L’anniversario della morte di Paolo Borsellino

Proprio oggi ricorre oggi il 29mo anniversario della strage di Via D’Amelio nella quale perse la vita il giudice Paolo Borsellino e gli agenti della sua scorta Agostino Catalano, Emanuela Loi, Vincenzo Li Muli, Walter Eddie Cosina e Claudio Traina. 

Un fascio di luce tricolore ad avvolgere e abbracciare l’albero di ulivo di via D’Amelio che ricorda l’uccisione del giudice Paolo Borsellino e della sua scorta. Il nuovo impianto di illuminazione artistica, proposto dal fratello del magistrato ucciso dalla mafia il 19 luglio del 1992, Salvatore Borsellino, e voluto dal sindaco di Palermo Leoluca Orlando, si accenderà stasera alle 21 alla presenza del sindaco.

L’attentato di via D’Amelio, ventinove anni or sono, venne concepito e messo in atto con brutale disumanità.

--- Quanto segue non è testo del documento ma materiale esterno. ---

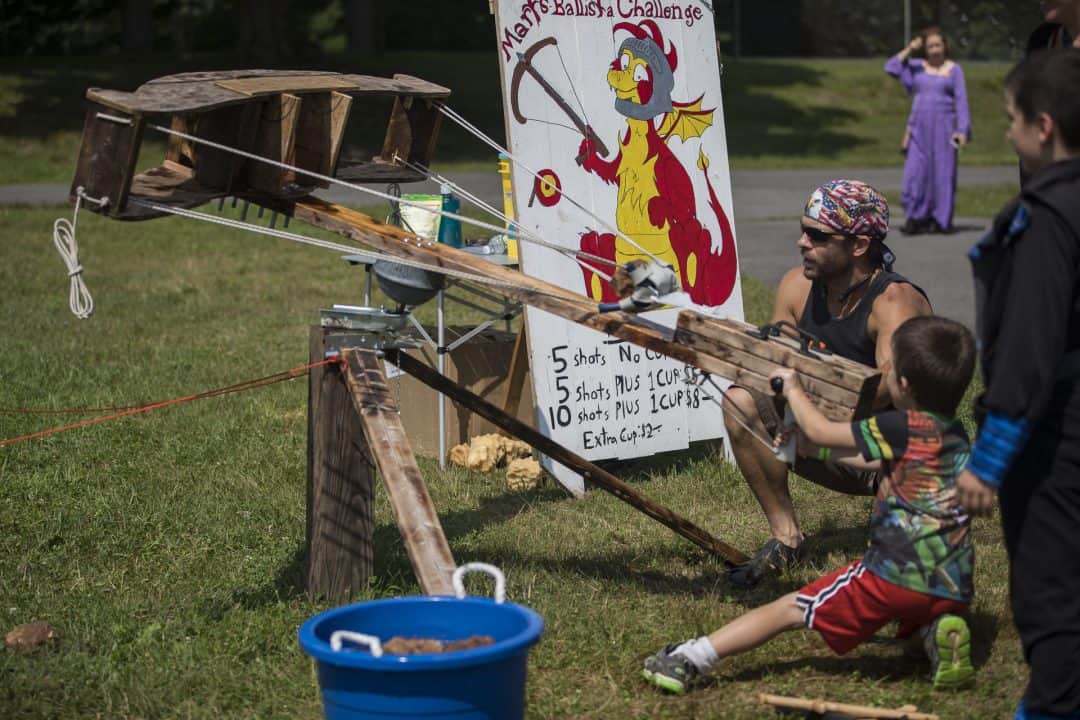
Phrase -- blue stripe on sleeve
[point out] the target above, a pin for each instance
(999, 442)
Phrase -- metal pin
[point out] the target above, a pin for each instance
(119, 121)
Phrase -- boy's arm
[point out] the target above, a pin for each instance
(817, 428)
(849, 458)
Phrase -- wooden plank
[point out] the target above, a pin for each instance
(181, 150)
(525, 289)
(591, 472)
(763, 366)
(107, 158)
(840, 371)
(826, 708)
(412, 131)
(199, 92)
(833, 380)
(215, 168)
(274, 139)
(319, 134)
(340, 507)
(515, 378)
(287, 83)
(424, 542)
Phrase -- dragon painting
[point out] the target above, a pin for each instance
(656, 203)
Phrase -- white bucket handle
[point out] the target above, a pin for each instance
(373, 642)
(500, 580)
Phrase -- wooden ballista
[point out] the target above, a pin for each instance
(298, 120)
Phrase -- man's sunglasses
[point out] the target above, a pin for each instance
(820, 236)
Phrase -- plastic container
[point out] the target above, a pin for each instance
(359, 682)
(449, 229)
(419, 220)
(508, 203)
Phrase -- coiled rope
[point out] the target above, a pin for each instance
(247, 384)
(67, 245)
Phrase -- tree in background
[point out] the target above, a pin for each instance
(271, 32)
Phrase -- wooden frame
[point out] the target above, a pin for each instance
(299, 119)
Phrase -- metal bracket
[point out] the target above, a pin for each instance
(809, 343)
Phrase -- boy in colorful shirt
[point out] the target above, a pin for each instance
(918, 567)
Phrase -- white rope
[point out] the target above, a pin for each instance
(522, 232)
(348, 249)
(491, 144)
(377, 193)
(327, 178)
(64, 238)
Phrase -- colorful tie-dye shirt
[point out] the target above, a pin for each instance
(919, 534)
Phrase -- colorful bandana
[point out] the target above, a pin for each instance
(851, 207)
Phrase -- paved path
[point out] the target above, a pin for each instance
(766, 241)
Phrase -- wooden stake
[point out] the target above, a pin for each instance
(515, 379)
(571, 460)
(687, 345)
(340, 487)
(387, 442)
(821, 707)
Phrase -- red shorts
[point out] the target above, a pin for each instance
(851, 605)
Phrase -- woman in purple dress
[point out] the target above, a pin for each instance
(939, 125)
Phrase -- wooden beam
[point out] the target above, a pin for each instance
(515, 378)
(687, 348)
(825, 707)
(591, 472)
(412, 131)
(340, 506)
(424, 542)
(837, 379)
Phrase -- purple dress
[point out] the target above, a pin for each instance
(939, 109)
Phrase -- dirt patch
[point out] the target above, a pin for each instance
(400, 646)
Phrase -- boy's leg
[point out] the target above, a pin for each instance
(1040, 511)
(675, 666)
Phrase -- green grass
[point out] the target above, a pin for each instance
(778, 112)
(167, 548)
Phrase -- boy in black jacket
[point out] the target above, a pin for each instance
(1027, 296)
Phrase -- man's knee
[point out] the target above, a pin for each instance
(739, 411)
(1054, 687)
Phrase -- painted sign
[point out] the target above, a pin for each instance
(615, 124)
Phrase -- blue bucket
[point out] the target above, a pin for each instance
(486, 682)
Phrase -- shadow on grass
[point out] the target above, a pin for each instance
(760, 122)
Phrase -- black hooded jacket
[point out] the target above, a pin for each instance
(1027, 303)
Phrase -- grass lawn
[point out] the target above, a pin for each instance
(167, 548)
(778, 112)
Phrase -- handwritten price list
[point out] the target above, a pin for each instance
(618, 399)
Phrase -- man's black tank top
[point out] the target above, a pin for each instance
(847, 336)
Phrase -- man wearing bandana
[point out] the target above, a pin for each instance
(845, 294)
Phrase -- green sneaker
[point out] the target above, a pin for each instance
(670, 671)
(947, 642)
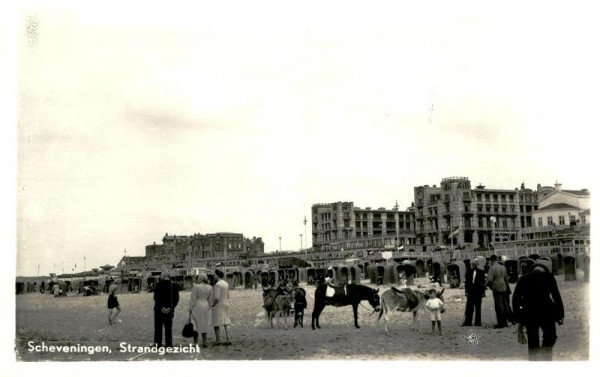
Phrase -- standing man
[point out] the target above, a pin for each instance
(497, 280)
(474, 289)
(537, 304)
(220, 307)
(113, 301)
(166, 298)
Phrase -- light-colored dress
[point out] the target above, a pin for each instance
(200, 302)
(220, 312)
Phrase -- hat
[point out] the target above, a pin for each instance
(545, 264)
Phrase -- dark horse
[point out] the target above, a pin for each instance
(350, 294)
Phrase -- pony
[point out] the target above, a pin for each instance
(347, 294)
(281, 308)
(299, 306)
(405, 300)
(270, 295)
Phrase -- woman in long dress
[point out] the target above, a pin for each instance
(220, 307)
(200, 307)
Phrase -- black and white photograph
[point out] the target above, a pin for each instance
(330, 184)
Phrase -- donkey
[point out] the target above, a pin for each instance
(280, 308)
(349, 294)
(405, 300)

“A 29 anni dalla Strage di via D’Amelio, l’Italia non dimentica il giudice Paolo Borsellino. L’esplosione che il 19 luglio 1992 uccise il magistrato e gli agenti della scorta ci ammonisce che nella lotta alla mafia nessun compromesso può essere tollerato. A quasi 30 anni di distanza è inaccettabile che non si sia arrivati a una reale ricostruzione dei fatti. Solo la piena verità può consentire alla giustizia di liberare l’Italia da questo peso doloroso e insostenibile”. Lo ha dichiarato il Presidente del Senato Elisabetta Casellati.

“Quando commemoriamo uomini come Paolo Borsellino, il dovere della memoria non deve essere fine a sé stesso, ma deve sempre richiamare il valore di una salda responsabilità civile, ispirata ai principi della Carta costituzionale, che faccia di noi una comunità sempre più unita nella solidarietà, nella giustizia e nel progetto, irrinunciabile, di un Paese finalmente libero dalle mafie”. Lo afferma il presidente della Camera Roberto Fico.

1992

 Il 19 luglio 1992, alle ore 16:58, una Fiat 126 rubata contenente circa 90 chilogrammi di esplosivo del tipo Semtex-H telecomandati a distanza, venne fatta esplodere in via Mariano D’Amelio al civico 21 a Palermo, sotto il palazzo dove all’epoca abitavano Maria Pia Lepanto e Rita Borsellino (rispettivamente madre e sorella del magistrato), presso le quali il giudice quella domenica si era recato in visita. L’agente sopravvissuto Antonino Vullo descrisse così l’esplosione:

“Il giudice e i miei colleghi erano già scesi dalle auto, io ero rimasto alla guida, stavo facendo manovra, stavo parcheggiando l’auto che era alla testa del corteo. Non ho sentito alcun rumore, niente di sospetto, assolutamente nulla. Improvvisamente è stato l’inferno. Ho visto una grossa fiammata, ho sentito sobbalzare la blindata. L’onda d’urto mi ha sbalzato dal sedile. Non so come ho fatto a scendere dalla macchina. Attorno a me c’erano brandelli di carne umana sparsi dappertutto…”

L’esplosione causò, collateralmente, danni gravissimi agli edifici ed esercizi commerciali della via, danni che ricaddero sugli abitanti.

Gli agenti di scorta ebbero a dichiarare che la via D’Amelio era considerata una strada pericolosa in quanto molto stretta, tanto che, come rivelato in una intervista rilasciata alla Rai da Antonino Caponnetto, era stato chiesto alle autorità di Palermo di vietare il parcheggio di veicoli davanti alla casa, richiesta rimasta però senza seguito.